W3C home > Mailing lists > Public > public-xmlsec@w3.org > June 2011

Re: Last Call for XML Signature 2.0, Canonical XML 2.0 and XML Signature Streaming Profile of XPath 1.0

From: <Frederick.Hirsch@nokia.com>
Date: Tue, 14 Jun 2011 19:50:10 +0000
To: <pgrosso@ptc.com>, <jirka@kosek.cz>
CC: <Frederick.Hirsch@nokia.com>, <public-xmlsec@w3.org>
Message-ID: <02690389-55B5-4A1A-8DC7-D2C5B2CEC9E3@nokia.com>
Paul, Jirka

Thank you for the comments from the XML Core WG on the XML Security 2.0 Last Call drafts.

(1) I have entered the comments on XML Signature 2.0 into Tracker as Last Call comments LC-2488.  The WG is reviewing these comments.

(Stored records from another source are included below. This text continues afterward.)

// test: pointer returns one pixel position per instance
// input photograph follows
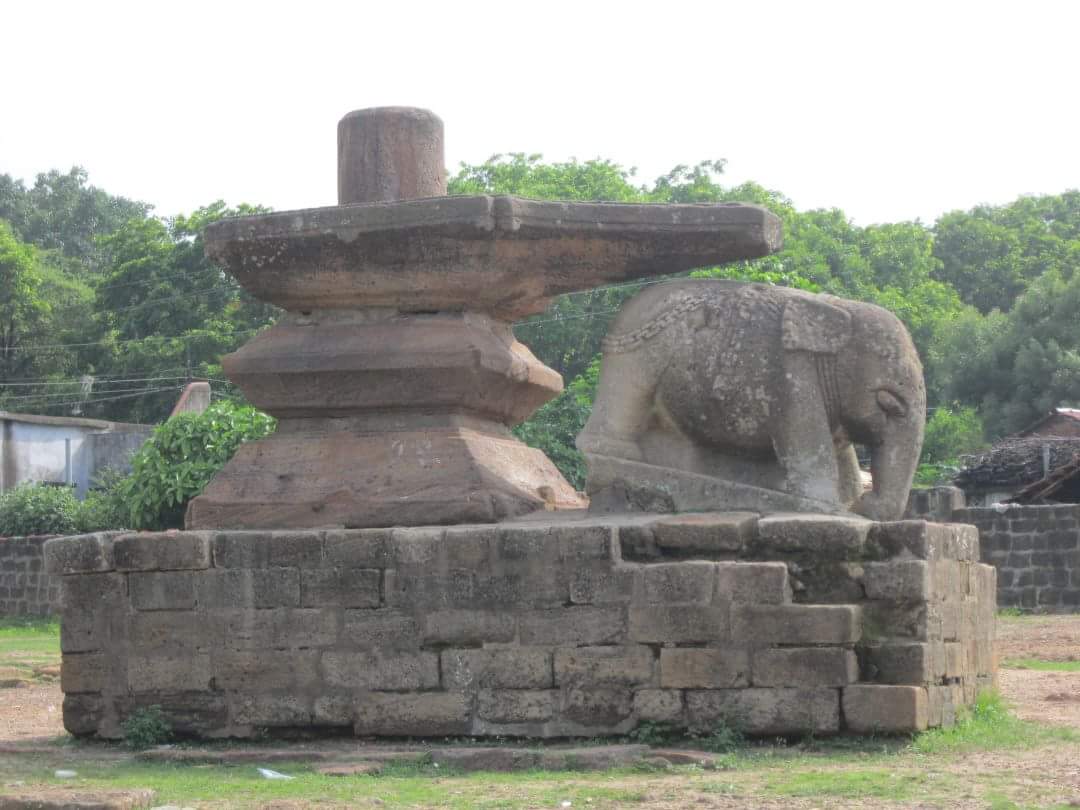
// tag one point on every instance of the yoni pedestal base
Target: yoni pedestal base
(552, 628)
(327, 475)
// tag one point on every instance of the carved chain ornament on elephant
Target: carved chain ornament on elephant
(742, 378)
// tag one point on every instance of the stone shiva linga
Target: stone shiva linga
(392, 563)
(394, 373)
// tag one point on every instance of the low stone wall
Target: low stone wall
(25, 588)
(574, 628)
(1036, 551)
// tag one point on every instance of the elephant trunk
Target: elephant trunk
(893, 462)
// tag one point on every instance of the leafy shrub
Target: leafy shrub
(35, 509)
(146, 727)
(102, 509)
(952, 432)
(178, 460)
(555, 426)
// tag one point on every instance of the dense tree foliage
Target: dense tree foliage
(106, 310)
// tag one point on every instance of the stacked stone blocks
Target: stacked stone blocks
(25, 586)
(1036, 551)
(779, 625)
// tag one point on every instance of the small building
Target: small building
(1022, 467)
(63, 449)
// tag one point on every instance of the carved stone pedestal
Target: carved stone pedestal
(395, 374)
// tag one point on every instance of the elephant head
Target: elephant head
(867, 374)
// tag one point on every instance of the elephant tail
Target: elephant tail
(673, 313)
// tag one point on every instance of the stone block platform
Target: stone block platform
(556, 628)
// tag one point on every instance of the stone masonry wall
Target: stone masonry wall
(781, 625)
(25, 588)
(1036, 551)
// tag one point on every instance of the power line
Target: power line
(189, 336)
(93, 380)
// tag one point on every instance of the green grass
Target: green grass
(243, 786)
(877, 783)
(1035, 663)
(27, 643)
(987, 726)
(896, 769)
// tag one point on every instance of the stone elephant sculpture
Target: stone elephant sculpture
(767, 387)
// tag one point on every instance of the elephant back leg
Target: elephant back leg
(622, 408)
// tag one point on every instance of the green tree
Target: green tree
(22, 305)
(991, 254)
(1016, 366)
(63, 212)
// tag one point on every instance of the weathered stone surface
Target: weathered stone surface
(596, 706)
(659, 705)
(508, 667)
(162, 552)
(705, 534)
(80, 554)
(766, 711)
(760, 624)
(576, 625)
(704, 667)
(353, 588)
(630, 665)
(765, 583)
(825, 535)
(254, 671)
(234, 659)
(402, 714)
(250, 588)
(925, 540)
(390, 153)
(360, 549)
(162, 590)
(368, 630)
(802, 665)
(679, 583)
(680, 623)
(499, 250)
(516, 705)
(272, 710)
(85, 673)
(173, 673)
(321, 476)
(94, 612)
(885, 709)
(919, 663)
(471, 626)
(754, 382)
(396, 345)
(386, 672)
(901, 580)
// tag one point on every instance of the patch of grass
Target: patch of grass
(1035, 663)
(866, 783)
(989, 725)
(719, 739)
(241, 786)
(29, 640)
(146, 727)
(1012, 613)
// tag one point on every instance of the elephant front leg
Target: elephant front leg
(622, 407)
(804, 439)
(849, 477)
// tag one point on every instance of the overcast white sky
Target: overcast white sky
(889, 110)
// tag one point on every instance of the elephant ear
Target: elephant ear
(812, 324)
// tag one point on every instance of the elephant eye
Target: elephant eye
(891, 404)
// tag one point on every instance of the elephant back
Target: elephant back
(658, 308)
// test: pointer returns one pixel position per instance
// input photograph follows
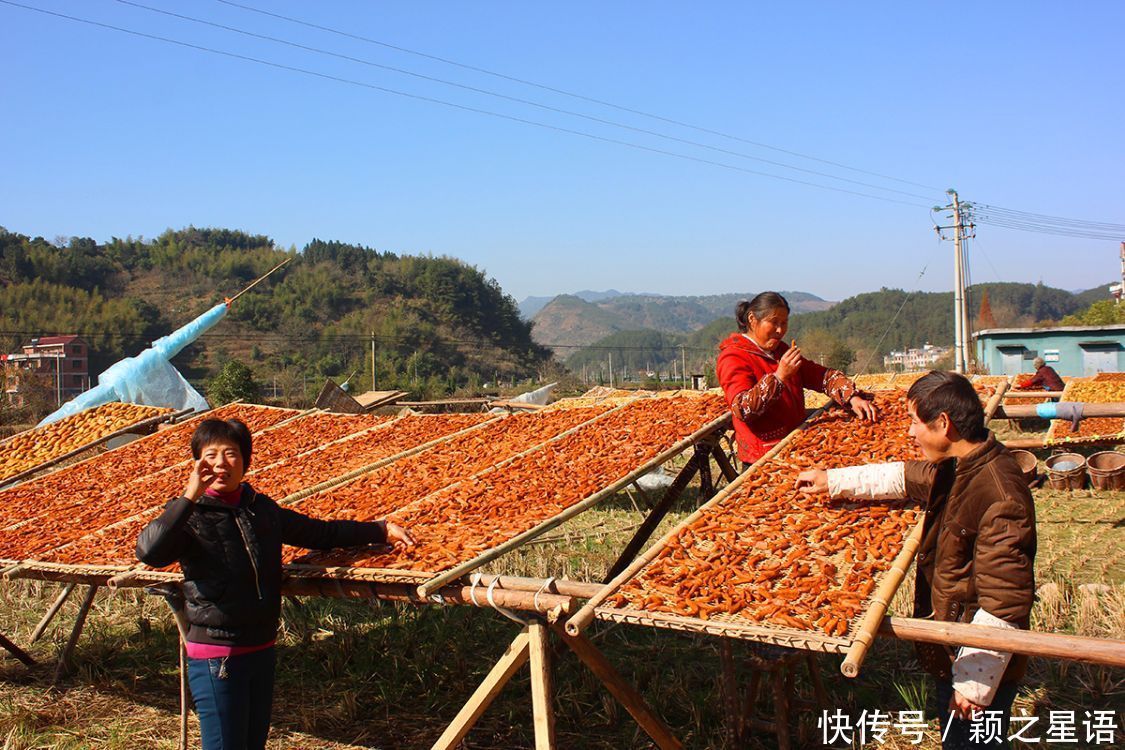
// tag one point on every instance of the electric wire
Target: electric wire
(478, 110)
(505, 97)
(569, 93)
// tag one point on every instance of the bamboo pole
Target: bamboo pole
(42, 627)
(75, 632)
(585, 615)
(1114, 409)
(502, 672)
(528, 601)
(257, 281)
(626, 694)
(516, 541)
(1051, 645)
(865, 634)
(16, 651)
(15, 479)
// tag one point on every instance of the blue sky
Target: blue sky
(1015, 105)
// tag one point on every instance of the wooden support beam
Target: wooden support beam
(16, 651)
(626, 694)
(514, 658)
(541, 690)
(75, 632)
(725, 466)
(42, 627)
(655, 516)
(1052, 645)
(1031, 410)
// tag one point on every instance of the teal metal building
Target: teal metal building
(1070, 350)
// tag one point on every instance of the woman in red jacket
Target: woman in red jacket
(764, 379)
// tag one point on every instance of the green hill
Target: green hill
(438, 323)
(853, 332)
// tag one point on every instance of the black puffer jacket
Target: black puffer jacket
(231, 558)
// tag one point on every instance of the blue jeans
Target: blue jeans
(233, 698)
(959, 735)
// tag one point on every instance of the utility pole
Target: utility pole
(963, 228)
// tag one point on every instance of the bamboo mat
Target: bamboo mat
(1104, 388)
(740, 568)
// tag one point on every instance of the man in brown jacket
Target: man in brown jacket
(975, 560)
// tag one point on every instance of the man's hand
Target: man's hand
(812, 481)
(203, 476)
(963, 707)
(790, 363)
(398, 536)
(863, 408)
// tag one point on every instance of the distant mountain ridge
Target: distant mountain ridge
(574, 321)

http://www.w3.org/2006/02/lc-comments-tracker/42458/WD-xmldsig-core2-20110421/2488

(2) I have entered the comments on XML Signature Streaming Profile of XPath 1.0 into Tracker as Last Call comments LC-2489

http://www.w3.org/2006/02/lc-comments-tracker/42458/WD-xmldsig-xpath-20110421/2489

We discussed the rationale for an additional profile at the 2010 TPAC and Pratik has sent a message in response to this comment, see http://lists.w3.org/Archives/Public/public-xmlsec/2011Jun/0013.html (recorded with LC-2489).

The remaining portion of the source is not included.